Strategy A: Frequently Present Attributes
Store the typed data directly in the content element object as a field member (NOT pointer or reference), not reference counted. For example, animated lengths can be stored in about 8 bytes (a float, plus some units and other metadata) in the common case where animation is not being used.
Pros.
- The typed data is always there for the internal code to access. Using flags (including null pointers), the internal code may not need to have so much knowledge about default values or have much branching code to handle whether the attribute is present or not.
Strategy B: Infrequently Present Attributes
Store the typed data as a "property object" attached to the content element via SetProperty/GetProperty. Create the property object whenever data is needed by DOM access or by SVG rendering. Property objects can be XPCOM objects so we don't need tearoffs for them. The content element holds a strong reference to the object, and releases that reference when the content element dies.
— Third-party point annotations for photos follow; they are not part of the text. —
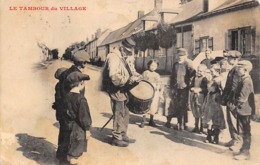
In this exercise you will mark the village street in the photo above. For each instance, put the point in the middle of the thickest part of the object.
(29, 131)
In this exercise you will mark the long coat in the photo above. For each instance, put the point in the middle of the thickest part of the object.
(78, 120)
(211, 108)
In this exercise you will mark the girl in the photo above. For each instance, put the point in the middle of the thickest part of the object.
(154, 78)
(213, 117)
(198, 92)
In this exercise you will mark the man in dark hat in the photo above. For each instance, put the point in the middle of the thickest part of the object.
(245, 107)
(180, 79)
(228, 99)
(207, 60)
(79, 61)
(77, 120)
(116, 75)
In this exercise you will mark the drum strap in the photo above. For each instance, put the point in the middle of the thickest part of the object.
(127, 66)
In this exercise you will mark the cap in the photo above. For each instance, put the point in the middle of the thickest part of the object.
(233, 53)
(76, 77)
(182, 52)
(59, 72)
(216, 60)
(128, 43)
(81, 56)
(245, 64)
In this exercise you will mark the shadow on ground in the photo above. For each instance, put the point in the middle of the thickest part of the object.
(37, 149)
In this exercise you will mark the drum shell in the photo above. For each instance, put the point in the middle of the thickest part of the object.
(137, 105)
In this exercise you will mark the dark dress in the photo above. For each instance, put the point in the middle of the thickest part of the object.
(77, 119)
(212, 109)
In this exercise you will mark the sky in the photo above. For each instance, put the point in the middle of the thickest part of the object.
(58, 29)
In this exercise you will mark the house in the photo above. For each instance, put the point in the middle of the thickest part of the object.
(219, 25)
(97, 38)
(116, 36)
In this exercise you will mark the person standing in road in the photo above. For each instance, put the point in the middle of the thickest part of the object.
(180, 79)
(79, 65)
(245, 107)
(228, 99)
(116, 77)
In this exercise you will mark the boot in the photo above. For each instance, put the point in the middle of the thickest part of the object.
(216, 136)
(168, 123)
(201, 126)
(196, 129)
(151, 122)
(209, 136)
(119, 143)
(143, 122)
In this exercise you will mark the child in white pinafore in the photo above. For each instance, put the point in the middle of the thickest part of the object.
(154, 78)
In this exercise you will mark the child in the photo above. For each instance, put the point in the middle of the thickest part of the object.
(57, 105)
(198, 92)
(213, 117)
(154, 78)
(245, 107)
(77, 117)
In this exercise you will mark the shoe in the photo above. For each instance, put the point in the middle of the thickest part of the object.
(72, 160)
(152, 123)
(179, 127)
(119, 143)
(128, 140)
(195, 130)
(230, 143)
(141, 125)
(168, 125)
(242, 156)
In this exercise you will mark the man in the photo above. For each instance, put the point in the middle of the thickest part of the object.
(79, 65)
(116, 76)
(207, 60)
(228, 99)
(245, 107)
(180, 79)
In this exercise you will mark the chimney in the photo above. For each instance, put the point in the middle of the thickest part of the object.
(140, 13)
(98, 32)
(158, 4)
(205, 6)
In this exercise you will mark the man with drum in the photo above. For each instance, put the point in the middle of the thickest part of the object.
(116, 77)
(180, 79)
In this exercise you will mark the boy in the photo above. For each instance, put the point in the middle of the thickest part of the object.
(77, 117)
(245, 107)
(198, 92)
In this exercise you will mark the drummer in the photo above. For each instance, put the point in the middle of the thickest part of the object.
(117, 75)
(154, 78)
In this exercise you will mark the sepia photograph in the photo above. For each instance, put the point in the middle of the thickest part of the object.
(130, 82)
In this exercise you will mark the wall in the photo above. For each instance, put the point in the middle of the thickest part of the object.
(218, 26)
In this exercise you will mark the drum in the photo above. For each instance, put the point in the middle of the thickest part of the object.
(140, 97)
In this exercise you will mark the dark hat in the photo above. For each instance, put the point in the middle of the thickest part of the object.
(128, 43)
(59, 72)
(76, 77)
(182, 52)
(81, 56)
(233, 53)
(245, 64)
(216, 60)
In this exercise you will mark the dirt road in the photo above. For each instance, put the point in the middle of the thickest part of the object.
(29, 130)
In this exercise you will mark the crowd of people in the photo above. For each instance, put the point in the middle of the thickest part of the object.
(217, 86)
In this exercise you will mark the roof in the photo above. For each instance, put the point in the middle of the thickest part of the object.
(188, 11)
(126, 31)
(193, 10)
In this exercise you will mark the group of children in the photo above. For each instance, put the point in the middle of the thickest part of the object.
(205, 99)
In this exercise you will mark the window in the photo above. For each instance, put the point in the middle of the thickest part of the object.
(203, 43)
(242, 40)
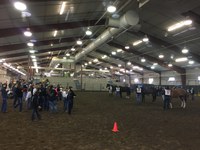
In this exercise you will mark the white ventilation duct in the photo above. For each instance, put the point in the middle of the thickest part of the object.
(130, 18)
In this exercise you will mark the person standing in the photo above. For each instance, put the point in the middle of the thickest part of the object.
(167, 97)
(35, 105)
(19, 95)
(138, 94)
(70, 99)
(192, 93)
(65, 100)
(4, 98)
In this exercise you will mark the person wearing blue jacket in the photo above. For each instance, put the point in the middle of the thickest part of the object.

Use state bits in the content element to record whether the property is present.
Pros.
- No storage required when the attribute is not present. Reasonably fast access to the data when required.
Tearoffs
Tearoff objects will hold strong references to content element objects, because their underlying data resides in the content element object. Tearoffs cannot copy their data because that would break consistency between DOM properties and attribute values (and besides, it's wasteful).
We may want to store tearoffs as properties of content element objects, to be sure we reuse a tearoff if the same getter is used many times.
Tearoffs retrive/set their data by calling methods on content elements. We would like to share tearoff classes as much as possible; this may be aided by definining common value getter/setter methods in nsSVGElement. For example we may want a common method GetBaseValue() which takes a tag parameter specifying which base value is being retrieved (e.g., tag_X). Then we can have a single tearoff class for "base values" which contains an mTag field and can be used to retrieve base lengths from all kinds of SVG elements.
Issues to Solve
- Notifications. Attribute changes notify the content element, so it can update inline data (A) or any present property objects (B). For updates via DOM API calls, the API implementation (in a tearoff, content element object, or freestanding XPCOM object) will have to route notifications itself. Style change notifications go through frames' DidSetStyleContext which needs to route notifications.
- Shape-changing DOM object trees. Animated lengths are a simple example because the shape of the DOM object tree never changes; there's always an animated length object, which always has baseVal and animVal children. Path data, for example, is more complicated. What happens if JS retrieves a PathSeg and then replaces that segment in the underlying path? It depends on the SVG semantics. Perhaps the semantics are that pathsegs just have to be copied. (Otherwise, regardless of implementation, it's unclear what should happen when someone grabs a reference to a PathSeg and then changes the attribute ... how can you know "which" path segment has changed?) Exactly how this works is going to be resolved on a case by case basis.